Em sentido oposto, o Tribunal de Justiça do Estado de São Paulo, nos autos do Agravo de Instrumento n.º 2071032-02.2021.8.26.0000 reformou decisão de primeiro grau para conceder a realização de reiteradas ordens de bloqueio pela ferramenta “teimosinha”, até que se alcance o valor integral a satisfação do crédito, conforme podemos observar na ementa transcrita abaixo:
AGRAVO DE INSTRUMENTO – AÇÃO DE COBRANÇA EM FASE DE CUMPRIMENTO DE SENTENÇA – Decisão recorrida que indeferiu o pedido de bloqueio permanente de ativos financeiros da executada via SISBAJUD – Ferramenta que substituiu integralmente o BACENJUD 2.0 a partir de setembro de 2020, ampliando a eficácia do processo de bloqueio de ativos dos devedores – Possibilidade de reiteração automática de ordens de bloqueio (“teimosinha”) até a satisfação integral do débito executado – Ausência de violação ao princípio da menor onerosidade ao devedor (art. 805 do CPC)– RECURSO PROVIDO.
(TJ-SP – AI: 20710320220218260000 SP 2071032-02.2021.8.26.0000, Relator: Luis Fernando Nishi, Data de Julgamento: 25/05/2021, 32ª Câmara de Direito Privado, Data de Publicação: 25/05/2021)
Cumpre destacar ainda, neste mesmo sentido, a decisão monocrática proferida pelo relator Ademir Modesto de Souza do Tribunal de Justiça do Estado de São Paulo, nos autos do Agravo de Instrumento n.º 2139927-15.2021.8.26.0000, proferida no último dia 21 de junho, reformou decisão de primeiro grau para conceder novamente a pesquisa SISBAJUD até a satisfação integral do débito remanescente pela ferramenta “teimosinha”, conforme podemos observar no trecho da decisão:
“Assim, considerando o decurso de 5 (cinco) meses entre a última pesquisa realizada, nada obsta a realização de nova pesquisa via SISBAJUD, inclusive com o bloqueio permanente de ativos financeiros até a satisfação integral do débito remanescente (“teimosinha”), desde que essa ferramenta já tenha sido efetivamente implantada. Nessa toada, admite-se a modificação da decisão recorrida para autorizar o bloqueio de ativos financeiros via SISBAJUD, como requerido. 3. Ante o exposto, dá-se provimento ao recurso.”
Desta forma, o entendimento TJ/SP caminha no sentido de adesão ao novo mecanismo, bem como no deferimento da medida requerida pelos exequentes na modalidade “teimosinha” do sistema SISBAJUD.
É notório que os tribunais ainda não pacificaram entendimento no sentido do deferimento da pesquisa pela nova ferramenta, tampouco não sabem como irão lidar com as dificuldades para o cumprimento da medida, pois esbarram em entraves na implementação da “teimosinha” na prática, até mesmo se mostram alheios ao total domínio da dinâmica do mecanismo.

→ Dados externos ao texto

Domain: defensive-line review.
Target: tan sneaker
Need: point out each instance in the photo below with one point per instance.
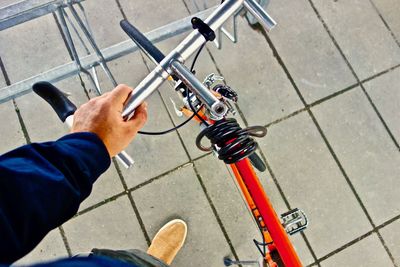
(168, 241)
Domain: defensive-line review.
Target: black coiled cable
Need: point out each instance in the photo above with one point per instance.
(233, 141)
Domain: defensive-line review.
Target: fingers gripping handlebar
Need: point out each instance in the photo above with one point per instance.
(65, 110)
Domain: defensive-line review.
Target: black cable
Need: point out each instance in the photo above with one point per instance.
(197, 55)
(235, 143)
(195, 112)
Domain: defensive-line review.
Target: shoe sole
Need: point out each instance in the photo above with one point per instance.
(169, 224)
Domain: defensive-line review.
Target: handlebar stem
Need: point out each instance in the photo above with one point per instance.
(182, 52)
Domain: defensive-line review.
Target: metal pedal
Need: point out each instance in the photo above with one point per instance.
(294, 221)
(229, 262)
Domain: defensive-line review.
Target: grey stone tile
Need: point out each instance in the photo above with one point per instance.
(307, 51)
(5, 3)
(41, 121)
(10, 130)
(179, 195)
(113, 226)
(106, 186)
(249, 67)
(233, 211)
(361, 35)
(391, 235)
(2, 82)
(312, 181)
(367, 252)
(32, 47)
(148, 15)
(365, 150)
(154, 155)
(390, 12)
(385, 94)
(104, 17)
(50, 248)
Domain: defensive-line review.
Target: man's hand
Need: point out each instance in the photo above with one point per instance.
(102, 116)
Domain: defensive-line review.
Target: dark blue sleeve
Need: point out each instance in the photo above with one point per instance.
(42, 186)
(92, 261)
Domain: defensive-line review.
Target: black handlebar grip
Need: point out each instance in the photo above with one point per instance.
(141, 41)
(57, 100)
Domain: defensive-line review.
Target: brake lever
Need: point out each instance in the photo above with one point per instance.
(65, 110)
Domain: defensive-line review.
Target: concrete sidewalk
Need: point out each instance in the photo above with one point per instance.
(326, 83)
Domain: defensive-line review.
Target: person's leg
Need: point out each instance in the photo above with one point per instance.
(163, 249)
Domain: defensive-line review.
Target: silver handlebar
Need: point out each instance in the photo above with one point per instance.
(185, 49)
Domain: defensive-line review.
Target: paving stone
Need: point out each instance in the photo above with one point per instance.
(361, 35)
(104, 17)
(50, 248)
(5, 3)
(36, 46)
(311, 180)
(113, 226)
(148, 15)
(106, 186)
(391, 235)
(153, 155)
(365, 150)
(306, 49)
(233, 211)
(389, 9)
(385, 93)
(179, 195)
(265, 93)
(10, 130)
(367, 252)
(41, 121)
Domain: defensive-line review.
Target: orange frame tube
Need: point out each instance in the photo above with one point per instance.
(256, 198)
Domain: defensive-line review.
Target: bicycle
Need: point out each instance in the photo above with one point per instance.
(208, 103)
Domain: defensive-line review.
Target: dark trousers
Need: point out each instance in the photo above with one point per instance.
(134, 256)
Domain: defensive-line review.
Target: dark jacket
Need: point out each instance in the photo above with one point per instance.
(42, 186)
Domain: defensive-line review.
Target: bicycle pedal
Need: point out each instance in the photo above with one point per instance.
(230, 262)
(294, 221)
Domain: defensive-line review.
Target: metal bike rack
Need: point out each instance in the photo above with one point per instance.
(72, 18)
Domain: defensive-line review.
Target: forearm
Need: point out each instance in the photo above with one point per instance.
(41, 187)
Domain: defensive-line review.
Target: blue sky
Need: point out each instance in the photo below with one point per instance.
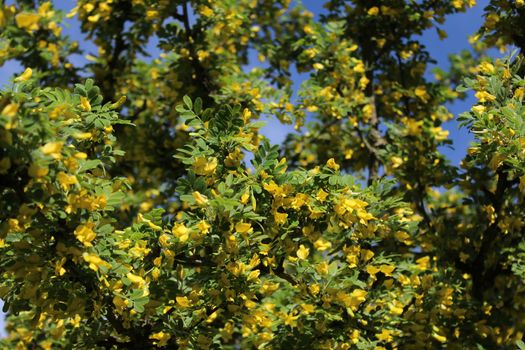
(458, 26)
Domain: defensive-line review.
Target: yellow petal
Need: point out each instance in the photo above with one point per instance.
(25, 76)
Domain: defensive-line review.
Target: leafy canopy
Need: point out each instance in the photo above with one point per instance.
(141, 207)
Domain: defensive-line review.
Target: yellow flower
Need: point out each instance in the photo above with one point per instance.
(479, 109)
(85, 234)
(206, 11)
(66, 180)
(183, 302)
(201, 199)
(181, 232)
(161, 338)
(486, 67)
(27, 21)
(385, 335)
(484, 96)
(332, 164)
(322, 268)
(84, 104)
(10, 110)
(322, 244)
(321, 195)
(205, 166)
(52, 148)
(120, 303)
(243, 228)
(203, 226)
(373, 11)
(25, 76)
(422, 93)
(303, 252)
(82, 135)
(139, 281)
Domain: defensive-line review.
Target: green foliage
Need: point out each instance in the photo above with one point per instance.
(130, 216)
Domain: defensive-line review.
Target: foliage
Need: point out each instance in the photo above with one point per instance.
(142, 207)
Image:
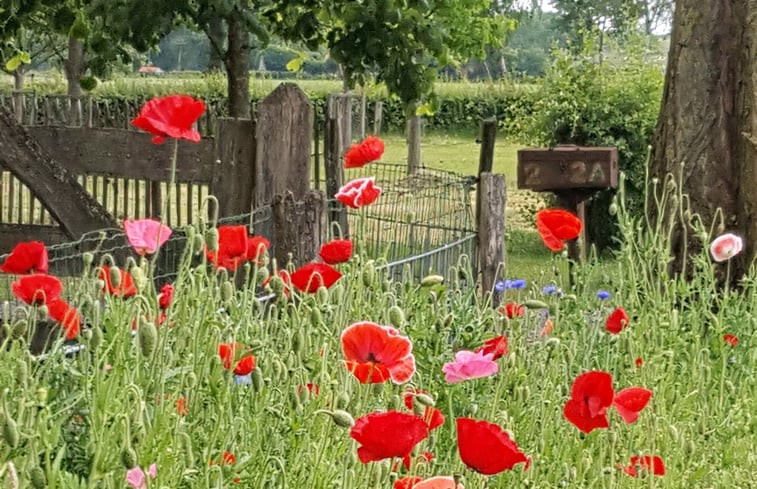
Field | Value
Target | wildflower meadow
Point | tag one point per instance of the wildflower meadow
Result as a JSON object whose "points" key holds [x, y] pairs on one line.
{"points": [[242, 372]]}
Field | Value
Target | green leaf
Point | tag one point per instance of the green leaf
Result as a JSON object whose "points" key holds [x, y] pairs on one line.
{"points": [[22, 57]]}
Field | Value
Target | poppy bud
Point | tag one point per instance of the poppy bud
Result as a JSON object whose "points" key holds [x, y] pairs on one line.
{"points": [[342, 418], [227, 292], [38, 479], [322, 294], [257, 379], [535, 304], [10, 431], [369, 274], [425, 400], [211, 239], [128, 457], [148, 338], [115, 277], [22, 373], [18, 330], [396, 316]]}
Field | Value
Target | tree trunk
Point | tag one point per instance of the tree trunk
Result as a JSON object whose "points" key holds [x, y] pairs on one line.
{"points": [[216, 33], [707, 131], [74, 69], [238, 65]]}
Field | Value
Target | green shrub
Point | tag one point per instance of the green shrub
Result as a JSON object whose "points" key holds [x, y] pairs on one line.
{"points": [[614, 102]]}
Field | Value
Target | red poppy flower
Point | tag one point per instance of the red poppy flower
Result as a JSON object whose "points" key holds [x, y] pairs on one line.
{"points": [[387, 435], [37, 289], [165, 296], [232, 247], [486, 448], [731, 339], [173, 116], [590, 397], [66, 316], [309, 278], [645, 464], [617, 321], [336, 251], [629, 402], [257, 246], [376, 353], [228, 352], [497, 346], [125, 288], [556, 226], [432, 416], [407, 482], [370, 149], [512, 310], [27, 257], [359, 192]]}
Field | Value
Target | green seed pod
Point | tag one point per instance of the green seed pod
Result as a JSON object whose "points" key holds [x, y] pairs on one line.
{"points": [[211, 239], [396, 316], [257, 379], [431, 280], [342, 418], [535, 304], [22, 373], [148, 338], [10, 432], [38, 478], [227, 292], [97, 338], [128, 457], [115, 277]]}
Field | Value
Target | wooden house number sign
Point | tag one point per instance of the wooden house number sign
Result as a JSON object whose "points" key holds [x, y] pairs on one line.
{"points": [[573, 174]]}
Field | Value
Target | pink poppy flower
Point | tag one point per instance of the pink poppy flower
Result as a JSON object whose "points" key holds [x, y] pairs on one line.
{"points": [[359, 192], [725, 247], [470, 365], [137, 478], [146, 235]]}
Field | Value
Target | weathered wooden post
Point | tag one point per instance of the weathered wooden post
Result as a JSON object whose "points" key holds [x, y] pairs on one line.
{"points": [[573, 174]]}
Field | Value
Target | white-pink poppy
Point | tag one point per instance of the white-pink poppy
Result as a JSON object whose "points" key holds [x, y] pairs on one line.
{"points": [[725, 247], [146, 235]]}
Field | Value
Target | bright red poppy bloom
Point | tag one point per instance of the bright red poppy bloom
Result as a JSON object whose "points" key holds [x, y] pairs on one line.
{"points": [[387, 435], [165, 296], [336, 251], [66, 316], [27, 257], [486, 448], [512, 310], [232, 247], [173, 116], [629, 402], [257, 246], [369, 149], [407, 482], [590, 397], [125, 288], [310, 277], [556, 226], [617, 321], [497, 346], [731, 339], [359, 192], [431, 415], [375, 353], [228, 353], [644, 464], [37, 289]]}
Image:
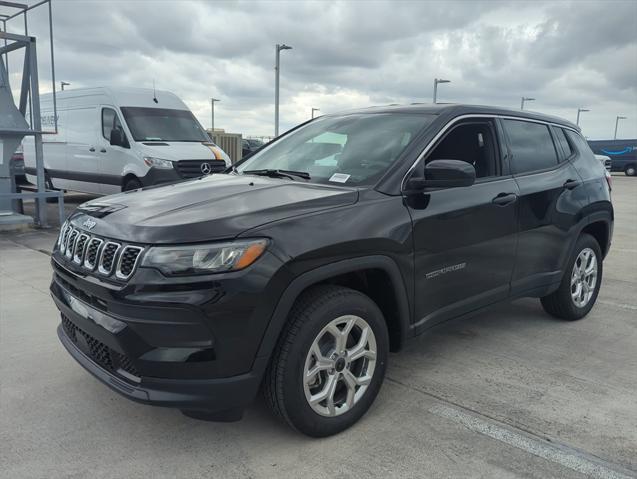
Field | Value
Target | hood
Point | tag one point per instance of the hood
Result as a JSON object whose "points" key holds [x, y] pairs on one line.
{"points": [[181, 150], [209, 208]]}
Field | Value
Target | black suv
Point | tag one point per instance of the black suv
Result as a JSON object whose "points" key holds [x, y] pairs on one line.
{"points": [[299, 269]]}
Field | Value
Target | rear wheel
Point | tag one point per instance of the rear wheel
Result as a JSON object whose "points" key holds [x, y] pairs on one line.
{"points": [[131, 184], [580, 285], [330, 362]]}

Diante do exposto, a nova ferramenta disponibilizada pelo Sisbajud sem dúvidas irá contribuir com a efetividade e celeridade no processo de execução, uma vez que abrangerá um período de pesquisa maior e com a possibilidade de reiterados bloqueios, contudo, por se tratar de novidade procedimental nos tribunais, verifica-se o amplo dissídio em decisões que apreciaram os requerimentos e, ainda, a confusão pelos magistrados e escreventes na operacionalização do procedimento.